The Bartender ignores this and shoots him, setting the whole story in motion again.

sarah snook, predestination
Signature Entertainment

Predestination explained: What does it all mean?

To understand the movie, and all the twists and time-travel turns, it helps to remember what it is all meant to be about.

The major theme of the film is about how our experiences make us who we are, and how letting go of the past and accepting what we cannot change is one way of moving beyond it.

For example, if the Bartender had listened to his older Fizzle Bomber self and not shot him, the future would be changed and the Bomber – having not committed the murder – would not go on to start his deadly campaign.

Of course, the movie also features other themes including identity, who we are and how people see us, and how choice and deciding our own fates is so important.

Writer/directors Peter and Michael Spierig have spoken about what they wanted people to think about while watching the movie.

"The film's called Predestination so that gives you some idea of what's going on there," said Peter (via Collider). "But are the events in the film always going to occur that way?

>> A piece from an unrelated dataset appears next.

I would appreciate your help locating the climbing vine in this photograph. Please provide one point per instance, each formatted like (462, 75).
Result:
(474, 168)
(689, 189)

Are they meant to occur that way? That's up to the audience to decide. But having said that, I personally think, even if we had choice, how could you ever know?"

"It's definitely a tragedy. We always thought of it as a really tragic love story. That was our intention from the beginning. But you also have to look at the person's life in this film as a person who has accomplished great things at a great cost. We talk about purpose in the film quite a bit. What is the purpose of someone's life? It may end up being heartbreaking and tragic; but on the way you do wonderful and extraordinary things at the sacrifice of sanity or love or whatever it is…"

Predestination is available to rent on Prime Video now.